BMW Group will miss its 2008 targets this year after it revealed a 43.5% drop in quarterly pre-tax profit to €602 million (£477m) due to worsening market conditions.

The drop shocked analysts which were predicting pre-tax profits of €1.04 billion (£823m). BMW now forecast a 2008 pre-tax profit margin of four per cent, after previously expecting earnings before tax to exceed last year's adjusted level of €3.78bn (£3bn).

BMW said: "Business conditions for the automobile industry deteriorated sharply again in the second quarter due to further ongoing steep rises in oil and raw material prices, the weakness of the US dollar, the impact of the international financial crisis and a weaker US economy.”

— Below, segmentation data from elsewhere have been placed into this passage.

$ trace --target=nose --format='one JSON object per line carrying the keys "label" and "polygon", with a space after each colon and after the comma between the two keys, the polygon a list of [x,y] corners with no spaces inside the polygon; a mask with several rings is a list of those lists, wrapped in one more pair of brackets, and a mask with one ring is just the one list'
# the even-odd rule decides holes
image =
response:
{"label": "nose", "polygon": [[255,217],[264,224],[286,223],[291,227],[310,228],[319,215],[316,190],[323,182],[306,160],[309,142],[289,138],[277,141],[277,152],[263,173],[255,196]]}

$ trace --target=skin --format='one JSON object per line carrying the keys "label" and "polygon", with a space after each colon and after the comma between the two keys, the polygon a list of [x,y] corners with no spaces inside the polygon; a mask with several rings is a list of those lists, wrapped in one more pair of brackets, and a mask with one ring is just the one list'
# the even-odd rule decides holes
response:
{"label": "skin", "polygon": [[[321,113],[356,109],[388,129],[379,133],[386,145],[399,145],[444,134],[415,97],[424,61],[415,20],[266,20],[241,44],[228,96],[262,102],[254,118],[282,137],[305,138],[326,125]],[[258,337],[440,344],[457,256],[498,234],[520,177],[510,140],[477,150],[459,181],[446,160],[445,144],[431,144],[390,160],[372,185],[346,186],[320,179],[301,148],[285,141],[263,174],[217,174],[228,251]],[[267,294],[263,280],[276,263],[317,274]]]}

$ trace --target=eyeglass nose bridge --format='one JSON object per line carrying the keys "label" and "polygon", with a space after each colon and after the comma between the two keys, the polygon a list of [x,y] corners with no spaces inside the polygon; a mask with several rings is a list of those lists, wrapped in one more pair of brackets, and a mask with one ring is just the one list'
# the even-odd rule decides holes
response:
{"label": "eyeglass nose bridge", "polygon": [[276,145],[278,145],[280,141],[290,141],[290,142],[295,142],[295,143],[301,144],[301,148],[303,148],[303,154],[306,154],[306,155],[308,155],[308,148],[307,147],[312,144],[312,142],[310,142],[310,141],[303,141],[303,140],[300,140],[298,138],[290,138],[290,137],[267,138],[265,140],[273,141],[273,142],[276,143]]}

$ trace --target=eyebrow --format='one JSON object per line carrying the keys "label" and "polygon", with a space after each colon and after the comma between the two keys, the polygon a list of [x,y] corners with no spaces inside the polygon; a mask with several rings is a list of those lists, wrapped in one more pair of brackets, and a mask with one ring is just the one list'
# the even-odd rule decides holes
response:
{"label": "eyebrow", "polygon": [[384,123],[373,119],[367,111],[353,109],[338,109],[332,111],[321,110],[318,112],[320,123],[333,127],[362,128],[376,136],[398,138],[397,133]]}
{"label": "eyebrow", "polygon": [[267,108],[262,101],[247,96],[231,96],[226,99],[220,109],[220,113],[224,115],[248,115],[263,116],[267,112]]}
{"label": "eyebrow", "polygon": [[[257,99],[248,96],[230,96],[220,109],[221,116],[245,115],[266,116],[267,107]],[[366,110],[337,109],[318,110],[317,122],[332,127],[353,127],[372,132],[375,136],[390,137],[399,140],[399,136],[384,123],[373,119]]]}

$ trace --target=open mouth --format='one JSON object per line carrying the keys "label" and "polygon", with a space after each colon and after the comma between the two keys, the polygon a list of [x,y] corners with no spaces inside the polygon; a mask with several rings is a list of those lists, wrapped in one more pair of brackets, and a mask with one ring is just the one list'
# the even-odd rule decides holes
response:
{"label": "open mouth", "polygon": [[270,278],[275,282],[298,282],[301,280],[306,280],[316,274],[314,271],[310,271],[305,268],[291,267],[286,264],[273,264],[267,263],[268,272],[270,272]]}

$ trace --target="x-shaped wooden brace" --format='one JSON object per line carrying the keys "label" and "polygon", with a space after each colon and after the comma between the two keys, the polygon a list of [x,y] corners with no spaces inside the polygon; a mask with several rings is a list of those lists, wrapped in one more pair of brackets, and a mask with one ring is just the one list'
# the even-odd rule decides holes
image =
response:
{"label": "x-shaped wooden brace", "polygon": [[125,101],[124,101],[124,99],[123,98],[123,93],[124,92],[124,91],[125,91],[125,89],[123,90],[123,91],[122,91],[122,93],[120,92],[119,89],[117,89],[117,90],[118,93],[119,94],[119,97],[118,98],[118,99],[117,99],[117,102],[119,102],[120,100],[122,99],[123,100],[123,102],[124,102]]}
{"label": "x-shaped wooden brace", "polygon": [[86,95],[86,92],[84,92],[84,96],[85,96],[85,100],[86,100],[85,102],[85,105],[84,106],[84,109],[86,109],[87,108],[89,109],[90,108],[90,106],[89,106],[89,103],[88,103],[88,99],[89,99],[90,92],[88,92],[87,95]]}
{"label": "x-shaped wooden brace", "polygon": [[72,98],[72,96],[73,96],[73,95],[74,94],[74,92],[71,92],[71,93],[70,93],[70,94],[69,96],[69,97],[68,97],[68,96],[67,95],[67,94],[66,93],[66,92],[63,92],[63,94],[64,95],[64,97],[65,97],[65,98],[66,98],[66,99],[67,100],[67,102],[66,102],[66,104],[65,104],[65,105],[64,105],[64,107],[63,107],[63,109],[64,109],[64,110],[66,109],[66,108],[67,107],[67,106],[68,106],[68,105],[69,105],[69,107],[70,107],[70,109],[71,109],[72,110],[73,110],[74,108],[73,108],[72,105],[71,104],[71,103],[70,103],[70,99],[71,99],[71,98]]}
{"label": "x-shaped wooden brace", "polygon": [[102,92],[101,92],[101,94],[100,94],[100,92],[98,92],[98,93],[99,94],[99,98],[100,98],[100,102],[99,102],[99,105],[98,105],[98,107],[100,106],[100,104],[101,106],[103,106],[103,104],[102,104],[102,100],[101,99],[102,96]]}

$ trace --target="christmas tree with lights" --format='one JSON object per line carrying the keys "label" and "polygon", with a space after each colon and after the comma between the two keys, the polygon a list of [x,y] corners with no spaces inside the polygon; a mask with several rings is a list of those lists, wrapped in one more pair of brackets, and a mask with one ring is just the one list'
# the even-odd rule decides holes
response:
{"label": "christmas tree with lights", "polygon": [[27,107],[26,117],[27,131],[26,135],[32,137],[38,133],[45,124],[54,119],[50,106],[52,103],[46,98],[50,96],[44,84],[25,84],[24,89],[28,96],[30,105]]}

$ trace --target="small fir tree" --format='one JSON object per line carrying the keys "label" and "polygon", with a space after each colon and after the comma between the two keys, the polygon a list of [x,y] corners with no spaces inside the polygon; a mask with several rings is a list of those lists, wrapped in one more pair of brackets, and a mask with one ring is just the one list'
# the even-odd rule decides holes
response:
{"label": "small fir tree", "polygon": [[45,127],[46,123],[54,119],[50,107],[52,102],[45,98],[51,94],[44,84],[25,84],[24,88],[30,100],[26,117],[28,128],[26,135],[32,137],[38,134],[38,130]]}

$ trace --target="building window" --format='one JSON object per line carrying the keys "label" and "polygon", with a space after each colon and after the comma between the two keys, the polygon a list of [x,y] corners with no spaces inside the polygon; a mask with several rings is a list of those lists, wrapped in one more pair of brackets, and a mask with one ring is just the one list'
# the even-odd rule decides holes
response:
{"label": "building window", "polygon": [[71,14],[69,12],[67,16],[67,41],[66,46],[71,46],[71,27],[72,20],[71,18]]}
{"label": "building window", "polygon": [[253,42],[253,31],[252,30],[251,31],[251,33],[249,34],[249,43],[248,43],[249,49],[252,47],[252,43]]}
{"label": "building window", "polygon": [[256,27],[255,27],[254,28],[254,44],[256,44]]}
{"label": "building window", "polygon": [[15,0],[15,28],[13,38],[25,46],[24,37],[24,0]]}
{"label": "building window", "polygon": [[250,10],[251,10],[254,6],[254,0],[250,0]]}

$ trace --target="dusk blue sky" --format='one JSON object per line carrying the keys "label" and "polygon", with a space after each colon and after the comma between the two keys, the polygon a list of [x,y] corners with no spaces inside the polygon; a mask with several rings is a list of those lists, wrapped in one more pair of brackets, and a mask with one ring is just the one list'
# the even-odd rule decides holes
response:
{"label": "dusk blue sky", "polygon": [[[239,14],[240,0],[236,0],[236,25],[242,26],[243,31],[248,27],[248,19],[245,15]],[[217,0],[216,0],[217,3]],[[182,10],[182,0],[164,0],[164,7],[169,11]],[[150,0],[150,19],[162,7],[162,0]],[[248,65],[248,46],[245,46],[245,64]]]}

Chief Executive Norbert Reithofer said 2009 was shaping up to be a “difficult year full of challenges”.

He said: "We will use the strong headwinds as an opportunity for change and continue the process of renovating and optimising our business.

“We must and we will intensify our efforts on both the cost and revenues side even further.”

In order to battle the downturn in expected profits, BMW will be reducing production volumes and models that were intended for the US will now be sent to countries with higher margins.

The BMW Group is aiming for 2010, as an intermediate target, to achieve return on sales of at least 6% and in the automobiles segment.

Despite the gloomy outlook, BMW Group registered sales volume growth for all three brands from April to June.

The total number of BMW, Mini and Rolls-Royce brand vehicles delivered to customers increased by 4% to 413,087 units. Sales of BMW brand cars went up by 2.3% to 344,019 units. The Mini brand also recorded strong growth with the second-quarter sales volume up by 13.5% to 68,756 units. Rolls-Royce Motor Cars recorded an extremely high growth rate, with 312 units sold in the quarter, a 72.4% increase.